Oui, qui suis-je ? Mais attention, pas le qui suis-je habituel, celui auquel je réponds, pour moi, depuis toujours, imparfaitement, et encore plus imparfaitement sur le réseau, en y stockant mes archives, comme un abandon à l’inéluctable, avec ce fond de mélancolie spécifique des poètes qui s’inscrivent tout en sachant que rien ne reste jamais bien longtemps. Encore évoquer Sapphô, qui a échoué et réussi tout à la fois, puisque nous nous souvenons d’elle, mais que ce souvenir n’est qu’éternel reconstruction d’une Sapphô imaginaire, à partir des restes de son œuvre, reste dérisoire et précieux, comme les cendres de la combustion des siècles.Geste dérisoire de l’égotisme, qui laisse quoi ?Non, pas ce qui suis-je là, celui si classique de la subjectivité, de l’être inactuel perdu dans un temps poisseux. Non, pas celui-là, attendu et rabâché, qui fini, paradoxe, par se fondre dans la masse informe des égos de l’espèce. En effet, pourquoi devrais-je m’enferrer plus avant dans l’introspection ? Qu’en est-il sorti, après tant d’années ? Un mot moche, et rien de « particulier », pire même, le constat que je partage plus avec des morts qu’avec des vivants, que le temps ne fait rien à l’affaire, que l’espèce produit des moi encore et encore, et que donc, je n’apporte ni ne retire rien à l’espèce, morne chaine d’équivalent, incompétent, hors du siècle, regard mi-clôt, attente inutile de la déchéance d’un corps.

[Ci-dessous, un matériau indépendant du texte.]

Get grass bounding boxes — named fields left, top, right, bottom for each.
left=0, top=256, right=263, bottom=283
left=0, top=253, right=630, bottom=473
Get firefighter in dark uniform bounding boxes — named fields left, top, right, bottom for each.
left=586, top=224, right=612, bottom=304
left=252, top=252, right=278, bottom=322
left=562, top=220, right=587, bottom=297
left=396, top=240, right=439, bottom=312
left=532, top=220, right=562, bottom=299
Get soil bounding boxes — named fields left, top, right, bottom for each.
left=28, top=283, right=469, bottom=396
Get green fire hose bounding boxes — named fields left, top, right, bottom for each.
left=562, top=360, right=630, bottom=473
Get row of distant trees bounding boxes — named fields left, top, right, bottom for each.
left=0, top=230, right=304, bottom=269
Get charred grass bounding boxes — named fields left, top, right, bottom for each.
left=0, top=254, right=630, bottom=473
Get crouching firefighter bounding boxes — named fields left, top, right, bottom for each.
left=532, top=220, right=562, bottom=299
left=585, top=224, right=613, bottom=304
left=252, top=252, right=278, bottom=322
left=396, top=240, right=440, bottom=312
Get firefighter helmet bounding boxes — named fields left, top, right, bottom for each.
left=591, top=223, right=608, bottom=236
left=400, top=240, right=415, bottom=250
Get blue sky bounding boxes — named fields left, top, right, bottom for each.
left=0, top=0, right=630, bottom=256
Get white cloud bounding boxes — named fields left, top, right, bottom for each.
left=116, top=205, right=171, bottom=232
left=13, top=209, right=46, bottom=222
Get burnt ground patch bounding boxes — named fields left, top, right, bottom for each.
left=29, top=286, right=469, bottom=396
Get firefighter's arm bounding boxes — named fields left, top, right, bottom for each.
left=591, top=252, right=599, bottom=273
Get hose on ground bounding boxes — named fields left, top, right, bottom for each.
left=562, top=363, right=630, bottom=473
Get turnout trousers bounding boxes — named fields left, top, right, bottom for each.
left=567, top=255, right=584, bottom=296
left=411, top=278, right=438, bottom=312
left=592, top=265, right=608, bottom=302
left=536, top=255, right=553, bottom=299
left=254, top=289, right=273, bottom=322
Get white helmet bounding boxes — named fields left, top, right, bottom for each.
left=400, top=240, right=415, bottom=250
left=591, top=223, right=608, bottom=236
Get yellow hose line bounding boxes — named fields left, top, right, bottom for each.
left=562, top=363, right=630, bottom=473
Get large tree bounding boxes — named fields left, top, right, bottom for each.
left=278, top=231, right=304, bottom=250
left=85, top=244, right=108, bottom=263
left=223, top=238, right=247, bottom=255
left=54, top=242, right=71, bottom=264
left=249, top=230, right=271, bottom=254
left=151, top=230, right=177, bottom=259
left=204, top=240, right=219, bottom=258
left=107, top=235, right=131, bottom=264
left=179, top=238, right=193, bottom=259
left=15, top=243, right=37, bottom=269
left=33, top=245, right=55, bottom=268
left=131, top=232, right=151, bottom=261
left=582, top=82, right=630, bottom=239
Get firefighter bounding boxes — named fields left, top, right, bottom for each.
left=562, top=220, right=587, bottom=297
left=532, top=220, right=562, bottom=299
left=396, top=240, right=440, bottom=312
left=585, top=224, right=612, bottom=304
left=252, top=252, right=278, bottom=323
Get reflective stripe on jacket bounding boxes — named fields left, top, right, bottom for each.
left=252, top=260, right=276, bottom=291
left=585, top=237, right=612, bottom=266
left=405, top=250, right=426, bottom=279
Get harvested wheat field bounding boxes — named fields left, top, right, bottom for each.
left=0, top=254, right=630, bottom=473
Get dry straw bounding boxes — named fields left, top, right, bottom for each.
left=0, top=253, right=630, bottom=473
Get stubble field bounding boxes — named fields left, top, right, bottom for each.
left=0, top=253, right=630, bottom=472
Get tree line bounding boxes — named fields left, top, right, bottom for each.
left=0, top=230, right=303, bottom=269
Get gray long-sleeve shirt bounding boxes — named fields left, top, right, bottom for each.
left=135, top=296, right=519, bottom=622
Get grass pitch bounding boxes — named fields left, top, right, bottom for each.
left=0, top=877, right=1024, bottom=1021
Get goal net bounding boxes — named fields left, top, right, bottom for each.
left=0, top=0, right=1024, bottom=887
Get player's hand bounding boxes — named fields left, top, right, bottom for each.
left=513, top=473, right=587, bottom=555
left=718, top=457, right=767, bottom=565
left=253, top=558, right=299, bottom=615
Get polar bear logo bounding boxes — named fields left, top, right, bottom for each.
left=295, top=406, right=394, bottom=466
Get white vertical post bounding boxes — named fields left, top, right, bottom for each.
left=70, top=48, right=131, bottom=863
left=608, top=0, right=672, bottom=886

Qui suis-je est une question qui m’intéresse aujourd’hui. Un autre qui suis-je. Je découvre que je suis armé pour me poser cette question, que je ne l’ai jamais prise au sérieux, laissé de côté, nourri pourtant, documenté même, mais vraiment négligé, en lui préférant, mauvais goût, l’autre question, l’autre qui suis-je soi-disant noble des poètes et philosophes.
Il fallait donc un deuil, un deuil de la valeur classique de la formulation, du style, de cette vie consacrée à mettre en forme l’inactualité cruelle de moi, individu déphasé, pour enfin comprendre que ce n’était pas la bonne question, que le corpus intégral de mes valeurs esthétiques était à jeter au feu, que je cherchais dans la mauvaise meule. Quoi ? La chose qu’ils cherchent tous, la singularité.
Voilà la vraie question. Qui suis-je, moi, être historique. Voilà ce à quoi je veux me consacrer, pour ne plus perdre de temps avec ce que je sais, sur la vacuité de l’être, sur sa capacité à se noyer en lui-même.
La singularité, c’est l’Histoire. Voilà un poncif, mais qui lorsqu’on est un esthète, est une révolution.